The statement also stressed something that is easy to miss in legal reporting: victims were represented in the proceedings. For people affected by alleged crimes, that is far more than a procedural detail. It signals that the case is not only about institutions speaking to institutions; it is also about communities being recognised inside a formal justice process. For readers trying to understand why this matters, think of accountability as public proof that suffering is not being brushed aside. A court cannot repair every loss, and it cannot by itself rebuild a country. But it can name allegations, test evidence and show that even in a long conflict, some people can still be required to answer before judges.
The UK also welcomed the Prosecutor’s engagement with national authorities under the principle of complementarity. This is one of those legal terms that sounds technical until you put it in plain English. The ICC is not meant to replace every national court. It steps in when national systems are unwilling or unable genuinely to investigate and prosecute the gravest crimes. That is why the statement highlighted cooperation beyond Libya itself. According to the ICC Office of the Prosecutor, information from the Court helped domestic proceedings in the Netherlands relating to alleged human trafficking offences. **What this means:** international justice is often shared work. One court gathers information, another country uses it, and a wider chain of accountability begins to form.
This is also why the UK urged the Libyan authorities, including the Office of the Attorney General, to support continued progress. International courts can do important work, but they cannot build everyday rule of law on their own. Lasting accountability needs local investigators, prosecutors, judges and officials who are willing to act. There is a wider lesson here for anyone following Libya. Stability is not only about ceasefires, elections or agreements between powerful figures. It is also about whether armed groups, traffickers and others accused of serious offences believe they may actually face consequences.
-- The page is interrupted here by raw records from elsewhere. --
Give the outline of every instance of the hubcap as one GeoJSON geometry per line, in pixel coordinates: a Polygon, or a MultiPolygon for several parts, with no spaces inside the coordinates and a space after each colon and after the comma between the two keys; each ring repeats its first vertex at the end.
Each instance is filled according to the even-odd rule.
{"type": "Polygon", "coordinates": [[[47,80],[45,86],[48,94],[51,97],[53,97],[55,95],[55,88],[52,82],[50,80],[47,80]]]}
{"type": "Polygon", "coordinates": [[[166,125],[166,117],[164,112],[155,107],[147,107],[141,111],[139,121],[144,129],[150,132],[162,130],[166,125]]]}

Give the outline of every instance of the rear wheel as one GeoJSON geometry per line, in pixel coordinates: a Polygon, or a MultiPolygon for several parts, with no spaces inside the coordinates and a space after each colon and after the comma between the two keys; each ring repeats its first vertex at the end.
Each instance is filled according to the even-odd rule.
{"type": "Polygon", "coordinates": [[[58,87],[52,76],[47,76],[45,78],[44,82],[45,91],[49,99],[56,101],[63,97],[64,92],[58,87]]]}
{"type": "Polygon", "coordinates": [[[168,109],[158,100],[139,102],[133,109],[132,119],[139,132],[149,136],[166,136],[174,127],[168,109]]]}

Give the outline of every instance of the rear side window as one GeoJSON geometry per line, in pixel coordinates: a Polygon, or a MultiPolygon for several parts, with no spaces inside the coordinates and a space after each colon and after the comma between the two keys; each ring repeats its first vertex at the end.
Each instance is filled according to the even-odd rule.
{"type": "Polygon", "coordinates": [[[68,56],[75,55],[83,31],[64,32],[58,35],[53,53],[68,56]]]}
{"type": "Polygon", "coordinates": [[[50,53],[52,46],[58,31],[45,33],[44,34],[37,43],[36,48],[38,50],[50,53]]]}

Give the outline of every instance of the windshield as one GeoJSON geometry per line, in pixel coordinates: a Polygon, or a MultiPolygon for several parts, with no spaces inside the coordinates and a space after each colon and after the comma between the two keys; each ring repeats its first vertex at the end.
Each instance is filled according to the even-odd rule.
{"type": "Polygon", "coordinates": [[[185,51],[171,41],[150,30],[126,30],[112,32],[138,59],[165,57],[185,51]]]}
When that belief disappears, impunity starts to shape public life.
The final point in the UK statement was about the Court itself. Britain repeated its support for the ICC and its independence, and said it does not support sanctions against individuals or organisations associated with the Court. That may sound procedural, but it raises a basic question: can justice work if investigators, prosecutors and support bodies are pressured for doing their jobs? **What it means:** an independent court is not a side issue. It helps decide whether accountability is credible at all. If the people pursuing justice are punished, victims receive one message and suspects receive another.
So what should you take from all this? The statement was brief, but it sketched the full chain of international accountability in Libya: UN scrutiny, ICC investigation, a live court process, participation by victims, cooperation with national authorities and pressure on Libyan institutions to do their part. Seen that way, this is not simply a diplomatic endorsement of the ICC. It is a reminder that justice in Libya will probably depend on several systems working at once, not one dramatic intervention from abroad. The encouraging sign is that movement is happening. The harder question, still unanswered, is whether that movement becomes steady enough to help build the stability Libyans have been promised for years.
For younger readers, students and anyone trying to make sense of UN language, this is the simplest way to read the moment. The UK’s argument is that accountability is not separate from peace; it is part of how peace becomes believable. If people see arrests, hearings and cooperation between courts, they are more likely to believe that the rules apply to everyone. That does not mean the process is quick, or that one case will transform Libya on its own. It means justice is being treated as a practical part of stability rather than an optional extra. In a country shaped by conflict, that is a serious claim, and one worth watching closely.